A peça de cerâmica, cuja interpretação tem gerado alguma controvérsia, sobretudo por não haver exemplos semelhantes no mundo islâmico, foi descoberta a dois metros de profundidade, feita em pedaços numa lixeira do século XI.

«Quando descobrimos este vaso ficámos absolutamente fascinados!», contou o arqueólogo Manuel Maia, quando, em 2012, mil anos depois de ter sido jogada para o lixo, a peça voltou quase para o seu local original, ao Núcleo Islâmico do Museu de Tavira, que entretanto foi criado no edifício que tinha pertencido ao banco.
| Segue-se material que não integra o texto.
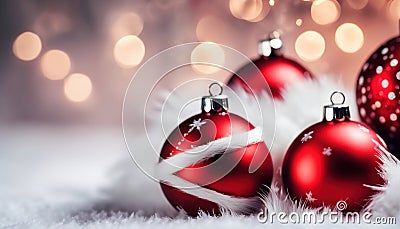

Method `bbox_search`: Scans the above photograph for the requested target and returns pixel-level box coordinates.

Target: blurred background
[0,0,400,221]
[0,0,400,126]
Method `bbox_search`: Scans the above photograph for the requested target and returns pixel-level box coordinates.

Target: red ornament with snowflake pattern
[356,36,400,158]
[282,92,384,211]
[160,83,273,216]
[227,32,313,99]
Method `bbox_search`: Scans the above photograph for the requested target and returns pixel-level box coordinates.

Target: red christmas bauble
[227,31,312,98]
[282,92,384,211]
[356,36,400,158]
[160,84,273,216]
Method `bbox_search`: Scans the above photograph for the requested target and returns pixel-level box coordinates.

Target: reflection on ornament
[157,82,273,216]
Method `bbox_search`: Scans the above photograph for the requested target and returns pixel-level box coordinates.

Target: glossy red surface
[356,37,400,158]
[227,55,312,98]
[160,113,273,216]
[282,120,384,211]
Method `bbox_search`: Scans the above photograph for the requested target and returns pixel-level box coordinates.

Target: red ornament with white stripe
[157,82,273,216]
[227,31,313,99]
[282,93,384,211]
[356,36,400,158]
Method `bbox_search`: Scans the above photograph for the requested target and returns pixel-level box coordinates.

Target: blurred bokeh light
[347,0,368,10]
[295,31,325,61]
[114,35,145,68]
[191,42,225,74]
[13,32,42,61]
[229,0,266,21]
[111,12,143,40]
[311,0,340,25]
[335,23,364,53]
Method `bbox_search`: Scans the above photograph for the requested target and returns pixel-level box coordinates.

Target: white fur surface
[0,78,400,228]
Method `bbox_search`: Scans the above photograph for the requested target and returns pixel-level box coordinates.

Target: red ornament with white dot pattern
[158,83,273,216]
[356,36,400,158]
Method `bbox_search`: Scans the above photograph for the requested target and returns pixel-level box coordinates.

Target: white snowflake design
[322,147,332,156]
[175,118,206,150]
[306,191,317,202]
[301,131,314,143]
[189,118,206,133]
[358,124,369,134]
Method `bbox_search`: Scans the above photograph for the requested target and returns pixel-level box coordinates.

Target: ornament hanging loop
[330,91,346,105]
[208,82,224,96]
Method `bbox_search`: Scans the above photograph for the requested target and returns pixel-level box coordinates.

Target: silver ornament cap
[324,91,350,121]
[201,82,229,113]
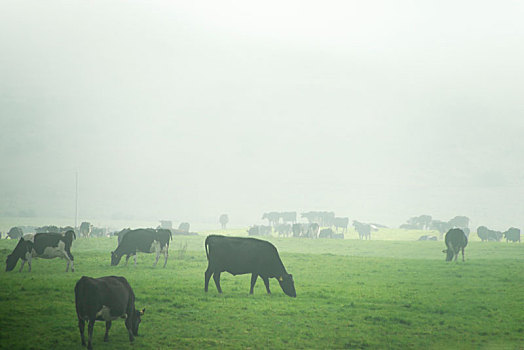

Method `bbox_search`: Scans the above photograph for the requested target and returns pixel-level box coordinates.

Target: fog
[0,0,524,229]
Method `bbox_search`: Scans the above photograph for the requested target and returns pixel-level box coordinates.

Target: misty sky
[0,0,524,229]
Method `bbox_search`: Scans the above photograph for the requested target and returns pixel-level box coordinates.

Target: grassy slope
[0,236,524,349]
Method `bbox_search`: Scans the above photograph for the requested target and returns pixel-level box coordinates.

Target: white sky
[0,0,524,229]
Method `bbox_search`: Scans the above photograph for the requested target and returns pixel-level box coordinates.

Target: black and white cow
[318,228,334,238]
[5,230,76,272]
[333,217,349,233]
[204,235,297,297]
[111,229,172,267]
[116,228,131,244]
[353,220,371,239]
[442,228,468,261]
[75,276,146,349]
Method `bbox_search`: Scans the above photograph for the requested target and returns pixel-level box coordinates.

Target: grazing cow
[442,228,468,261]
[204,235,297,297]
[280,211,297,224]
[5,230,76,272]
[116,228,131,243]
[318,228,334,238]
[111,229,173,267]
[247,225,272,236]
[305,222,320,238]
[418,235,438,241]
[276,224,291,237]
[333,217,349,233]
[7,227,24,239]
[218,214,229,230]
[78,221,93,238]
[353,220,371,239]
[291,223,302,237]
[178,222,189,232]
[75,276,146,349]
[477,226,503,242]
[504,227,520,243]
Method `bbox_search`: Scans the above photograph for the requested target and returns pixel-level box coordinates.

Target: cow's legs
[249,272,258,294]
[87,320,95,350]
[126,315,135,342]
[66,251,75,272]
[260,276,271,294]
[18,260,25,272]
[104,321,111,341]
[204,266,213,292]
[153,251,160,267]
[78,318,86,346]
[213,271,222,293]
[163,248,169,267]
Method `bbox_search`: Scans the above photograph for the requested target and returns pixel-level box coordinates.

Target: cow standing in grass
[5,230,76,272]
[75,276,145,349]
[504,227,520,243]
[353,220,371,239]
[204,235,297,297]
[111,229,172,267]
[442,228,468,261]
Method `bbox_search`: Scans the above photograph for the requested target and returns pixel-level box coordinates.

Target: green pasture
[0,229,524,349]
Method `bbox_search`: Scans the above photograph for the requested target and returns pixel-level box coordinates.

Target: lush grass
[0,232,524,349]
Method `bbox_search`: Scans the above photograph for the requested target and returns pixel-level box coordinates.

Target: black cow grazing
[280,211,297,224]
[333,217,349,233]
[204,235,297,297]
[504,227,520,243]
[276,224,291,237]
[111,229,172,267]
[5,230,76,272]
[78,221,93,238]
[75,276,146,349]
[318,228,334,238]
[353,220,371,239]
[116,228,131,243]
[178,222,190,232]
[442,228,468,261]
[7,227,24,239]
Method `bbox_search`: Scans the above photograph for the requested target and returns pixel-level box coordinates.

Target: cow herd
[6,229,296,349]
[2,221,520,349]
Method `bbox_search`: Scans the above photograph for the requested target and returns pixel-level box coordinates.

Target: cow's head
[442,248,453,261]
[111,252,122,266]
[277,273,297,298]
[5,254,18,271]
[131,308,146,335]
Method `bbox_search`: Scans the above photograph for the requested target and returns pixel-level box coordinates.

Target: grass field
[0,230,524,349]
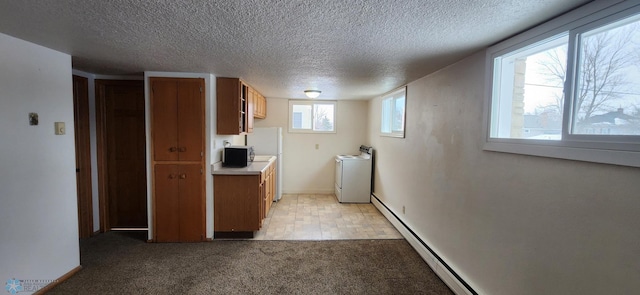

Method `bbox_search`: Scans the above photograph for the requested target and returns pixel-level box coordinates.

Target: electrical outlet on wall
[53,122,66,135]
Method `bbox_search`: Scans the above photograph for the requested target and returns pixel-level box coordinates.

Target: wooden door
[96,80,147,229]
[153,164,180,242]
[73,75,93,239]
[150,78,178,161]
[178,164,205,242]
[176,79,204,161]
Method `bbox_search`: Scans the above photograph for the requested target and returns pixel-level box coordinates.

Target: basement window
[484,2,640,167]
[380,87,407,137]
[289,100,336,133]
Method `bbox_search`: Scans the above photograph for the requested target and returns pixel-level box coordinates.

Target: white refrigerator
[247,127,283,201]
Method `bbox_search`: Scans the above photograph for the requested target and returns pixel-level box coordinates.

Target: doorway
[73,75,93,239]
[95,80,148,232]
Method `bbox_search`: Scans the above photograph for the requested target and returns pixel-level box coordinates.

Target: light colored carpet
[48,232,453,294]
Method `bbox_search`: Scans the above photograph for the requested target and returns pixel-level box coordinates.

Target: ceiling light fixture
[304,90,322,98]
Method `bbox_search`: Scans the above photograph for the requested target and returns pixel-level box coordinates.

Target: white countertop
[211,155,276,175]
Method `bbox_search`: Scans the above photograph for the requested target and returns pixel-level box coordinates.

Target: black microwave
[222,146,255,167]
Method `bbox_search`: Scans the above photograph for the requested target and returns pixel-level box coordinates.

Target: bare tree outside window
[538,22,640,135]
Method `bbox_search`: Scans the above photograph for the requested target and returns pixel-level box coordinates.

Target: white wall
[255,98,368,194]
[0,33,80,282]
[369,52,640,294]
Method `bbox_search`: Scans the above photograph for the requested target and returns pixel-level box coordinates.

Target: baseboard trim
[371,194,478,295]
[33,265,82,295]
[282,190,333,195]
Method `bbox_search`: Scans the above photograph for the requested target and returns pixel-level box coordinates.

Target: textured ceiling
[0,0,589,99]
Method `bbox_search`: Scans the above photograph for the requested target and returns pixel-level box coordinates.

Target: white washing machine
[335,145,373,203]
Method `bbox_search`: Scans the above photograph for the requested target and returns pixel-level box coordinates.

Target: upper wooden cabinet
[253,91,267,119]
[216,78,267,135]
[216,78,253,135]
[150,78,204,161]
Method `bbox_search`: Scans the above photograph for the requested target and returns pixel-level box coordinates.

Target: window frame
[380,86,407,138]
[483,1,640,167]
[287,99,338,134]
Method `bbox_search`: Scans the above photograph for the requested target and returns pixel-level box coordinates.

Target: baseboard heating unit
[371,194,478,295]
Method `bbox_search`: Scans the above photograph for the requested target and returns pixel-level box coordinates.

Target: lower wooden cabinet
[213,162,276,232]
[153,164,205,242]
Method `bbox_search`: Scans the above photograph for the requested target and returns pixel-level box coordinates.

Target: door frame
[72,75,94,239]
[94,79,149,233]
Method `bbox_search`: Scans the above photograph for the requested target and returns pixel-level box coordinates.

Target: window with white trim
[485,2,640,166]
[380,87,406,137]
[289,100,336,133]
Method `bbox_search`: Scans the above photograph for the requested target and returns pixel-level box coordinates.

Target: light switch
[29,113,38,126]
[53,122,66,135]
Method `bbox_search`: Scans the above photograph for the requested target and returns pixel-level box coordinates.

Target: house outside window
[485,2,640,167]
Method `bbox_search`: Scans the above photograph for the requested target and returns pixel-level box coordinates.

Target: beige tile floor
[254,194,403,240]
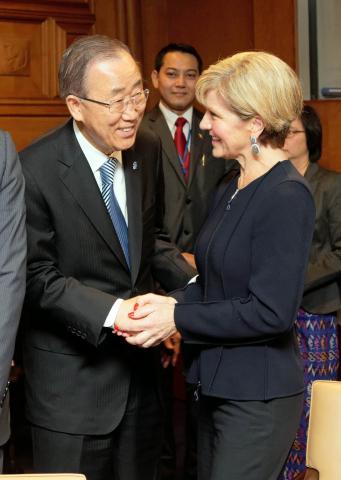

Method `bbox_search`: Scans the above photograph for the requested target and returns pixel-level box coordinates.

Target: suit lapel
[149,107,186,186]
[59,122,128,269]
[122,149,143,285]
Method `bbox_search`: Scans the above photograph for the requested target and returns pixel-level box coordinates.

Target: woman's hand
[115,293,177,348]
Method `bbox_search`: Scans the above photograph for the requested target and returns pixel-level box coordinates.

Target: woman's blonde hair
[196,52,303,147]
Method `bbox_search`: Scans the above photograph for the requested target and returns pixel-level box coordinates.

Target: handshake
[113,293,177,348]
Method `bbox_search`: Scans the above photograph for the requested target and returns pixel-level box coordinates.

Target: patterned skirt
[279,309,339,480]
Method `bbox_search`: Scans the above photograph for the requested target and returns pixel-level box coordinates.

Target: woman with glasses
[281,106,341,480]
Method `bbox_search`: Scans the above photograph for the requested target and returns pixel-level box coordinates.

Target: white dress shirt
[73,121,128,328]
[159,102,193,140]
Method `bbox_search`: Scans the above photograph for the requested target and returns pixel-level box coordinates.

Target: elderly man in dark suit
[21,35,193,480]
[0,130,26,472]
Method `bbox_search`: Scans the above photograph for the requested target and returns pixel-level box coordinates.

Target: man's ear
[151,70,159,89]
[65,95,83,122]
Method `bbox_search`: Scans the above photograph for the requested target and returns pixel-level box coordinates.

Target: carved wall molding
[0,34,30,76]
[41,18,67,98]
[0,0,96,25]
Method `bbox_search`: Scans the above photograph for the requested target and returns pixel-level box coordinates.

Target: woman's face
[200,90,252,159]
[283,119,309,161]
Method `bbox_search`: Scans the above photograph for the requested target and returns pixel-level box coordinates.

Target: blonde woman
[117,52,314,480]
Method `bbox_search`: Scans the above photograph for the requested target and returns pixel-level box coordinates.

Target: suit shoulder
[19,124,67,163]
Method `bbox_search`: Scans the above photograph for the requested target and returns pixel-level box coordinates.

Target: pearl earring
[250,136,260,155]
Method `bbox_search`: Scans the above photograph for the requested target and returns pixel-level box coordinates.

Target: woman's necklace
[226,187,239,210]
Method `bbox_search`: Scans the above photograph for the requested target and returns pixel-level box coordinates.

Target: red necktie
[174,117,189,182]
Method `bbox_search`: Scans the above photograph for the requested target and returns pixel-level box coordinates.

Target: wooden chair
[296,380,341,480]
[0,473,86,480]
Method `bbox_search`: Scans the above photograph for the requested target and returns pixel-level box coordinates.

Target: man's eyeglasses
[287,130,305,137]
[76,88,149,113]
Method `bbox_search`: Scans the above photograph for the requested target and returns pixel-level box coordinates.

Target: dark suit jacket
[171,161,315,400]
[302,163,341,313]
[20,121,193,434]
[142,106,232,252]
[0,130,26,446]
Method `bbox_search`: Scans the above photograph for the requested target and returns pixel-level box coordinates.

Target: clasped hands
[114,293,177,348]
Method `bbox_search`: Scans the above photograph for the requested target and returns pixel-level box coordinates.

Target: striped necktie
[99,157,130,268]
[174,117,190,182]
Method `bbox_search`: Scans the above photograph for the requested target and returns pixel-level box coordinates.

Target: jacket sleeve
[304,173,341,293]
[22,163,116,346]
[0,132,26,400]
[175,181,315,345]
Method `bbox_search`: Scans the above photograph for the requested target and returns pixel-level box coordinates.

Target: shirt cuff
[103,298,124,328]
[187,275,199,285]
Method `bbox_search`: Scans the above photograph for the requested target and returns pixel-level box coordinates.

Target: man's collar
[73,120,122,172]
[159,102,193,125]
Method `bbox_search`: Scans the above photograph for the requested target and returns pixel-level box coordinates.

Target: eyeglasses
[76,88,149,113]
[287,130,305,137]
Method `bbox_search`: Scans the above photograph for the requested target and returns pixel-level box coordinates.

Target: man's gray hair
[58,35,130,98]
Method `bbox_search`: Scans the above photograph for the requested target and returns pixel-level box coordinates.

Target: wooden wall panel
[0,0,341,171]
[253,0,296,69]
[0,0,95,149]
[253,0,341,172]
[141,0,253,108]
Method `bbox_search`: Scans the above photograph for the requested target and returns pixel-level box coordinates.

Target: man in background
[142,43,233,480]
[20,35,193,480]
[0,130,26,473]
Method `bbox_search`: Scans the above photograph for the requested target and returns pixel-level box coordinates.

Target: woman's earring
[250,136,260,155]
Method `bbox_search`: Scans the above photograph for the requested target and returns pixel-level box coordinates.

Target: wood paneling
[0,0,341,171]
[141,0,253,108]
[253,0,296,69]
[0,0,95,149]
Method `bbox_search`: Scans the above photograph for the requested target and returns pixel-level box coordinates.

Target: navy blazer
[174,161,315,400]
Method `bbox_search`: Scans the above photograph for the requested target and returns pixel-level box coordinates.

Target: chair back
[305,380,341,480]
[0,473,86,480]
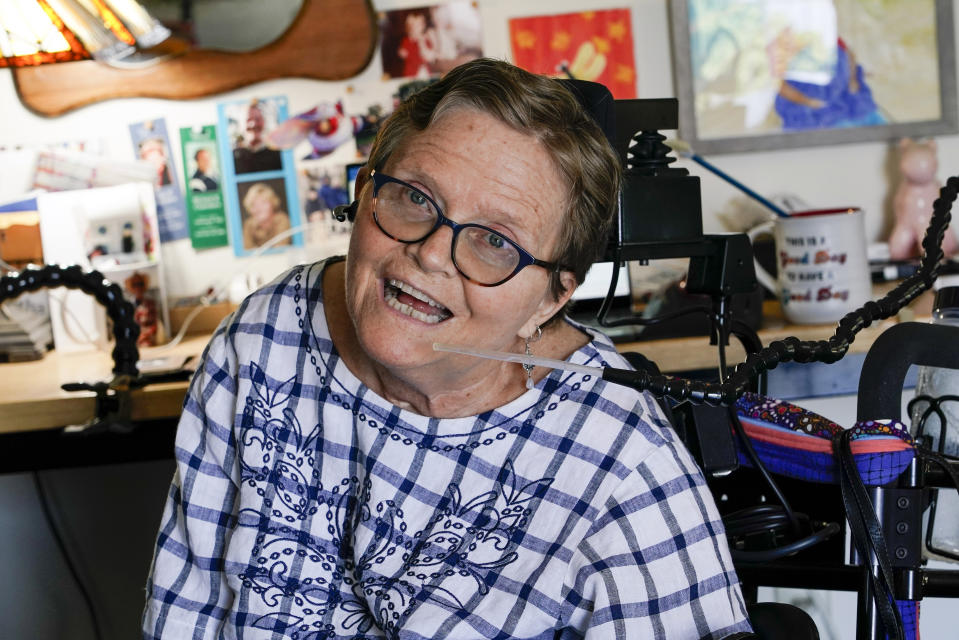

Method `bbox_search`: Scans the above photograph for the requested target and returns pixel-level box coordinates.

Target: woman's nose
[410,225,456,276]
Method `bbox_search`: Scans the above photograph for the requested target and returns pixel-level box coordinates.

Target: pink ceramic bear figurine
[889,138,956,260]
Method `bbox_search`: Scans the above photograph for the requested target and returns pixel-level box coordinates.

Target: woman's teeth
[383,279,452,324]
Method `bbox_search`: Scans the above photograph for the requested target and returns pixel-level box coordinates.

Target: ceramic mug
[748,208,872,324]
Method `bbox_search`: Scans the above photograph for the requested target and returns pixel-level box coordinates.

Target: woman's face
[346,109,575,373]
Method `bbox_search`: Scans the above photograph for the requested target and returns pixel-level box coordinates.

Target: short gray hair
[369,58,622,310]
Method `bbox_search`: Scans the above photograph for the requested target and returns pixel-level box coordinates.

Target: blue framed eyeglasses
[370,170,564,287]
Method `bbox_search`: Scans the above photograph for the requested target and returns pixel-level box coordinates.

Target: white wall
[0,0,959,296]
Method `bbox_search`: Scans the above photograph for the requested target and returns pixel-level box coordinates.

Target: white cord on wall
[152,222,319,353]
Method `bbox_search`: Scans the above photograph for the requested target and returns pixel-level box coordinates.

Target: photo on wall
[299,162,354,259]
[217,96,303,256]
[379,0,483,79]
[130,118,189,242]
[236,178,293,251]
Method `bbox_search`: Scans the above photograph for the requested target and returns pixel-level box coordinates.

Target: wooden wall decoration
[12,0,377,116]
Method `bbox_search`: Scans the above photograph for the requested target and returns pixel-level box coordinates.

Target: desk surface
[0,293,932,434]
[0,334,209,433]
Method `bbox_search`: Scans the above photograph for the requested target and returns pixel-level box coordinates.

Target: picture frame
[669,0,959,153]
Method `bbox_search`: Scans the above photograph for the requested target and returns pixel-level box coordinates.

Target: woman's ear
[520,271,577,338]
[353,165,370,200]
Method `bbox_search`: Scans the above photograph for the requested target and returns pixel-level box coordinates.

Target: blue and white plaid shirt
[143,263,749,640]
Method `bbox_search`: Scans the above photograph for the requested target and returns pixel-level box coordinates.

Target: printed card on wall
[130,119,189,242]
[509,9,636,100]
[217,96,303,256]
[180,124,230,249]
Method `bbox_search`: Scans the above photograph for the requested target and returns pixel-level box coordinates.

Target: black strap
[833,429,903,640]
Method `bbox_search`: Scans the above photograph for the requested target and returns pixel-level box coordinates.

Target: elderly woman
[144,60,749,639]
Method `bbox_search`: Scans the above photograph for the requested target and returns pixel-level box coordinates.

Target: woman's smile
[383,278,453,324]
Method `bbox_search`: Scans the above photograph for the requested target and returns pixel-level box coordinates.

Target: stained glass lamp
[0,0,170,67]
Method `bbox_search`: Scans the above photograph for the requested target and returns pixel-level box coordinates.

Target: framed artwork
[669,0,959,153]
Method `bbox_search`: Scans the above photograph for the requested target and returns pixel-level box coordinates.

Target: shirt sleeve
[143,322,246,640]
[563,441,750,640]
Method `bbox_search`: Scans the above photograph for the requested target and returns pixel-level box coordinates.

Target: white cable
[152,222,318,353]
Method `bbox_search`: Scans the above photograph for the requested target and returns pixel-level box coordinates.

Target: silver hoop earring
[523,325,543,389]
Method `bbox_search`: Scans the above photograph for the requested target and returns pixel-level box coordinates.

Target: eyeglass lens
[374,182,520,284]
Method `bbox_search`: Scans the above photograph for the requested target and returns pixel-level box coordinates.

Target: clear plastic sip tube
[910,286,959,560]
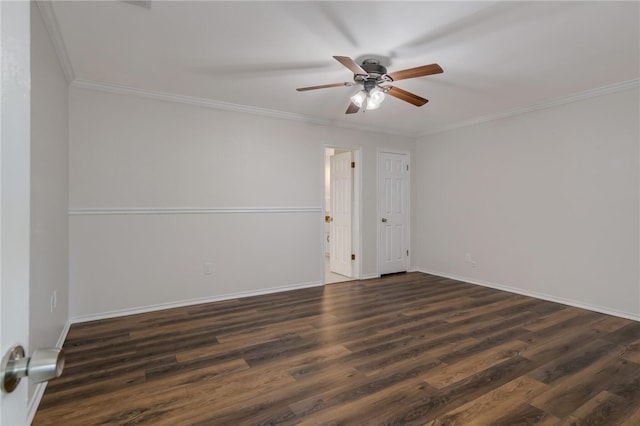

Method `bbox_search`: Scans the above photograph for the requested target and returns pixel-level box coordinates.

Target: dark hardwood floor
[33,273,640,426]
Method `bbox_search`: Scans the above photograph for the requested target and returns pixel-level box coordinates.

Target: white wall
[69,87,414,319]
[29,2,69,402]
[415,89,640,318]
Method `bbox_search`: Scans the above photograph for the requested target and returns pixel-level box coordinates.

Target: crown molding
[418,79,640,137]
[70,79,416,137]
[68,206,324,216]
[35,0,76,84]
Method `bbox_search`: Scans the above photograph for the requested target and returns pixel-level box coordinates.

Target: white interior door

E o que era e para que servia este «Vaso de Tavira»? Segundo a interpretação do casal Maia, o vaso seria um brinquedo e a cena retratada pelas figuras representa «o rapto berbere de uma noiva». «Os berberes não eram muçulmanos fundamentalistas. Tavira era habitada por indivíduos que não obedeciam às regras estritas do Corão, como o faziam os novos senhores Almoadas». E graças a essa desobediência, lá está a noiva, mil anos depois, ao lado do cavaleiro, mostrando a sua feminilidade nos seios, no véu, no diadema a coroar a sua cabeça.

 

Manuel Maia, em 2012, na inauguração do Núcleo Islâmico do Museu de Tavira, a falar sobre o Vaso de Tavira – Foto: Elisabete Rodrigues | Sul Informação

Entretanto, a Câmara Municipal de Castro Verde, reunida em Sessão Ordinária desta quinta-feira, dia 23 de setembro, aprovou, por unanimidade, um Voto de Pesar pelo falecimento de Manuel Maia e recorda «toda a dedicação, empenho e amizade que Manuel Maia disponibilizou no desenvolvimento da sua atividade no concelho de Castro Verde, marcando de forma profunda o conhecimento que temos da nossa história, e apresenta as suas mais sentidas condolências a toda a família enlutada».

Segundo o jornal Correio do Alentejo, o corpo estará em câmara ardente amanhã, na Casa Mortuária de Castro Verde, das 9 às 12 horas, seguindo para Faro, às 14 horas, onde será cremado.